ChatGPT Health infiltre tout le fil : la donnée santé, pas le conseil médical
— ÉTHIQUE
OpenAI diffuse les données de santé connectées (Apple Health, dossiers hospitaliers américains, One Medical, Function Health) dans n'importe quelle conversation ChatGPT, plus dans un onglet séparé. Le geste technique est soigné, mais il déplace surtout le problème : celui de la confiance accordée à un historique de conversation qui devient, de fait, un dossier médical parallèle.

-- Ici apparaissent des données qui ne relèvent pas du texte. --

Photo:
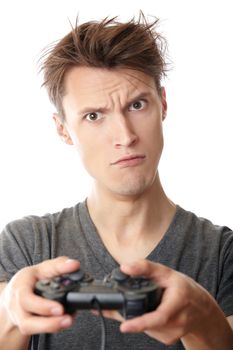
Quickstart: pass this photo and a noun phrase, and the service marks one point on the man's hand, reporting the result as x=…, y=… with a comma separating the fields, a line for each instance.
x=187, y=311
x=28, y=312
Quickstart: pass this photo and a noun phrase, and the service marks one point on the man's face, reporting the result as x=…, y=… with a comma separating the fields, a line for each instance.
x=114, y=119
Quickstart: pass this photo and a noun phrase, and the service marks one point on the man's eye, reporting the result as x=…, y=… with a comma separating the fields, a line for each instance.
x=93, y=116
x=137, y=105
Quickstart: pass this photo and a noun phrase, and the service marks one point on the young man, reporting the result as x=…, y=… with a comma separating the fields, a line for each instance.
x=105, y=81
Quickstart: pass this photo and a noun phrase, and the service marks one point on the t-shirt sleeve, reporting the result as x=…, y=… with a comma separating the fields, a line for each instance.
x=225, y=291
x=21, y=245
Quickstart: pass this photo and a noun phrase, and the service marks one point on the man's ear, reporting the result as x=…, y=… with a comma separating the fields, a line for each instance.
x=62, y=130
x=164, y=102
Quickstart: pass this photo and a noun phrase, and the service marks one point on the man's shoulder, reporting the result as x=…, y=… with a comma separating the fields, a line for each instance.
x=193, y=224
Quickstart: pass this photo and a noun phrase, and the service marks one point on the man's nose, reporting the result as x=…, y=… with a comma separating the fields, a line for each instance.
x=123, y=132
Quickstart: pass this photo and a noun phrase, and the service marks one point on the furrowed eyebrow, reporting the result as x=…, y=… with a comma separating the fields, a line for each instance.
x=140, y=96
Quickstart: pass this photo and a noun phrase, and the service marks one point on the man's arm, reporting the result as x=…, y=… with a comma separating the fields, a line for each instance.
x=22, y=313
x=187, y=312
x=10, y=337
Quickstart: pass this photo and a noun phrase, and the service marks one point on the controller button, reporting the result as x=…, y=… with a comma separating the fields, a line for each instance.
x=66, y=282
x=76, y=276
x=118, y=275
x=57, y=279
x=55, y=285
x=45, y=282
x=145, y=283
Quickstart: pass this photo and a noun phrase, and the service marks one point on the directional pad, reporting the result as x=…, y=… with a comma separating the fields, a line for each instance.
x=119, y=276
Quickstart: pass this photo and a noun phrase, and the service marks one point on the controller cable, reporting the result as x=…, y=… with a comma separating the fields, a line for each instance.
x=97, y=306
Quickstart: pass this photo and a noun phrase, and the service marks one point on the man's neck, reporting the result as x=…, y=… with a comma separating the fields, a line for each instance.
x=131, y=226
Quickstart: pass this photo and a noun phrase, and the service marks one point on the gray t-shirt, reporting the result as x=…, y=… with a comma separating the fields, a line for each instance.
x=191, y=245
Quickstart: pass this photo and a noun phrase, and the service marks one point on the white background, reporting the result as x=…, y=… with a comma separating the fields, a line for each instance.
x=39, y=174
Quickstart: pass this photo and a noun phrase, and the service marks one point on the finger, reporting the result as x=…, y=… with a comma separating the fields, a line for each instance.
x=148, y=269
x=34, y=324
x=41, y=306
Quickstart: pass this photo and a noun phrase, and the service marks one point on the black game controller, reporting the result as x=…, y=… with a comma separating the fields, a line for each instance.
x=132, y=296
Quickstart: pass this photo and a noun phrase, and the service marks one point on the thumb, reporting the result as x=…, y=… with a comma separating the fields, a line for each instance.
x=55, y=267
x=158, y=272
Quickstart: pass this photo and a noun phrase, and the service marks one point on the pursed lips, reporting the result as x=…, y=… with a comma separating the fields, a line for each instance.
x=129, y=159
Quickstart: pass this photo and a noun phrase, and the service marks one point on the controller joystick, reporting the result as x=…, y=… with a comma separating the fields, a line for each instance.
x=132, y=296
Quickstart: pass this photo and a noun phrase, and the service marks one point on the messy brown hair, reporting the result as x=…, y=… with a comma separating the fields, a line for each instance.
x=104, y=44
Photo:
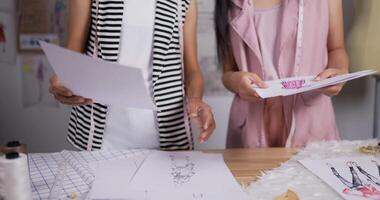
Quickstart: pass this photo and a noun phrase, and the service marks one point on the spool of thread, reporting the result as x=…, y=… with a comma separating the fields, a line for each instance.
x=14, y=146
x=14, y=177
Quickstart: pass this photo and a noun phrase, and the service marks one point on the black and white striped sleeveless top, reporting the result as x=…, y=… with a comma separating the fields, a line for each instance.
x=168, y=83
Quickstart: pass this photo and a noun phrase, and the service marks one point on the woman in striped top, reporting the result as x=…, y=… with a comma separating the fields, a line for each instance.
x=157, y=36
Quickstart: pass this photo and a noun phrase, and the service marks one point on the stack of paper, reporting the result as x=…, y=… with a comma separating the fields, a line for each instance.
x=167, y=176
x=296, y=85
x=104, y=82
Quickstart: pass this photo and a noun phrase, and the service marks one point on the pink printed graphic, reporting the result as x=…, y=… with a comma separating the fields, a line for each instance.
x=295, y=84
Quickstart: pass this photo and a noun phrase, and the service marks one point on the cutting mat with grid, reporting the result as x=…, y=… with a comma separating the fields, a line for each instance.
x=78, y=175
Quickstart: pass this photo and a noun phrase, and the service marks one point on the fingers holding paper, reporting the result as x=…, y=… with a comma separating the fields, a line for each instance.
x=64, y=95
x=245, y=86
x=329, y=73
x=202, y=114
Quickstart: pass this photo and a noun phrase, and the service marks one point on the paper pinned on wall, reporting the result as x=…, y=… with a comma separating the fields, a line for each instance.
x=353, y=178
x=103, y=82
x=296, y=85
x=35, y=75
x=7, y=38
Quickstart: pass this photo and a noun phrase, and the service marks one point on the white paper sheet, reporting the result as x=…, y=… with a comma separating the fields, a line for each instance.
x=296, y=85
x=186, y=175
x=112, y=179
x=104, y=82
x=353, y=178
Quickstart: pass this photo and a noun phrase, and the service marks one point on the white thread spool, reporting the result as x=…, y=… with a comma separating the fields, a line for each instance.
x=14, y=177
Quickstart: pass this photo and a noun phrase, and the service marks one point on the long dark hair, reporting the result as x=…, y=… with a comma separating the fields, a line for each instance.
x=222, y=8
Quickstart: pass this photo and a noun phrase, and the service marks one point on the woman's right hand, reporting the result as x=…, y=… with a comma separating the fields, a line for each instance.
x=244, y=85
x=64, y=95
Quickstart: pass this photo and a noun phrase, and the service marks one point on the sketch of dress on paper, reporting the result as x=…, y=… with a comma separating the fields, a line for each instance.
x=357, y=187
x=182, y=170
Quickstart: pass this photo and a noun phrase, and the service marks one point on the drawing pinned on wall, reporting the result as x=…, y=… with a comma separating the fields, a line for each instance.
x=59, y=10
x=36, y=72
x=7, y=38
x=352, y=178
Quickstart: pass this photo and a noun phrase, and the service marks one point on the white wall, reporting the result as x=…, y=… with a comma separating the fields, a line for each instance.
x=44, y=129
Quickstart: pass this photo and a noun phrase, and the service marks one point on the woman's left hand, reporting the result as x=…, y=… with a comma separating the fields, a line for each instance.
x=328, y=73
x=202, y=114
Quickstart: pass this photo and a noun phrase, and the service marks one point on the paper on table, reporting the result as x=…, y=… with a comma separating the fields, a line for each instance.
x=112, y=179
x=353, y=178
x=104, y=82
x=296, y=85
x=186, y=175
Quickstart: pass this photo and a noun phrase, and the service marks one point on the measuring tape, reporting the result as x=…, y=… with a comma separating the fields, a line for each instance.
x=299, y=45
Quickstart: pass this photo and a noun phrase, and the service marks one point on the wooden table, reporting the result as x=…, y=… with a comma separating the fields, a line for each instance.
x=247, y=164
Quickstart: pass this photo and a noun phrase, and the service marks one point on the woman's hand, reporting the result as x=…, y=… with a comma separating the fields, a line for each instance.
x=328, y=73
x=64, y=95
x=244, y=85
x=202, y=114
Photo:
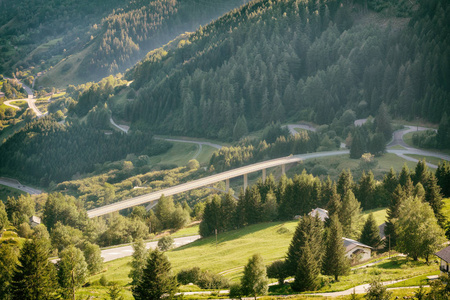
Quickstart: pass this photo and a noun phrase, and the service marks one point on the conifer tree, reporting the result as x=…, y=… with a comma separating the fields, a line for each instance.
x=370, y=234
x=334, y=204
x=366, y=190
x=309, y=229
x=308, y=270
x=390, y=181
x=138, y=261
x=350, y=216
x=392, y=215
x=345, y=182
x=443, y=177
x=255, y=282
x=156, y=279
x=73, y=271
x=434, y=197
x=421, y=173
x=335, y=263
x=34, y=276
x=3, y=217
x=404, y=175
x=418, y=234
x=9, y=254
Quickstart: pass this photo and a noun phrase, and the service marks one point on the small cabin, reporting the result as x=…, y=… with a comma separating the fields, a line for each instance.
x=444, y=255
x=355, y=249
x=34, y=221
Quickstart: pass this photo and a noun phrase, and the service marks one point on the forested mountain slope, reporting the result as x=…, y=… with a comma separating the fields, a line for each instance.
x=299, y=60
x=112, y=35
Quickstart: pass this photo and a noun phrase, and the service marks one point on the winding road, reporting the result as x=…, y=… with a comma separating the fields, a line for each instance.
x=30, y=100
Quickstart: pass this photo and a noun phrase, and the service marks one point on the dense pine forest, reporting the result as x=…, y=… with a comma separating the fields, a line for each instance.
x=116, y=34
x=45, y=150
x=292, y=60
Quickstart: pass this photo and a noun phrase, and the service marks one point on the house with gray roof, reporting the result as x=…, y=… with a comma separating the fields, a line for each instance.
x=355, y=249
x=444, y=255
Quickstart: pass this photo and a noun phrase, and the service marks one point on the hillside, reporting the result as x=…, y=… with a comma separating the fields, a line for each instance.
x=88, y=40
x=290, y=60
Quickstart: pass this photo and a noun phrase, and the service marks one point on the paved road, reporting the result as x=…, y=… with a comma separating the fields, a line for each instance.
x=30, y=100
x=17, y=185
x=124, y=251
x=292, y=127
x=195, y=184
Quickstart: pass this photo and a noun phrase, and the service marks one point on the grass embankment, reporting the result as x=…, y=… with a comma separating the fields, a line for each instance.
x=230, y=253
x=407, y=138
x=335, y=164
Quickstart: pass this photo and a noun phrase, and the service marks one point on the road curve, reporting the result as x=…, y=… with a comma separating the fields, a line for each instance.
x=124, y=251
x=17, y=185
x=195, y=184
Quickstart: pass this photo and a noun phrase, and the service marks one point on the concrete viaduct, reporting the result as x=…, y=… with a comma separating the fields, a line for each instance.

Le glissement n'est pas anodin : une information de santé n'a plus besoin d'un espace dédié pour ressurgir. Elle peut surgir au milieu d'une recherche de recette, d'un plan de voyage, d'une question sur le sport. OpenAI a constaté que la majorité des échanges liés à la santé se produisaient hors de l'espace prévu pour ça, ce qui a justifié de faire sauter la cloison plutôt que de la renforcer.
Le terrain ici, c'est le dossier médical américain et les plateformes qui le nourrissent, pas un outil de création. Apple Health, les systèmes hospitaliers pris en charge, One Medical, Function Health : ce sont des tuyaux de données personnelles sensibles, raccordés à un compte utilisateur de plus de dix-huit ans, sur le web et sur iOS. Plus de trois cents millions de personnes interrogent déjà l'IA chaque semaine sur leur santé, contre deux cent trente millions quelques mois plus tôt. La bascule concerne un public patient, pas un studio ni une agence.
Reste que la promesse de cloisonnement mérite d'être regardée de près. Une demande d'autorisation avant chaque usage, désactivable au profit d'un accès permanent, un mot-clé qui force la prise en compte des données, un chiffrement supplémentaire, une suppression sous trente jours en cas de déconnexion : l'architecture est pensée, mais elle repose entièrement sur la promesse que ces données restent hors de l'entraînement des modèles et hors du ciblage publicitaire. Une promesse ne se vérifie pas depuis l'extérieur, elle se constate dans la durée.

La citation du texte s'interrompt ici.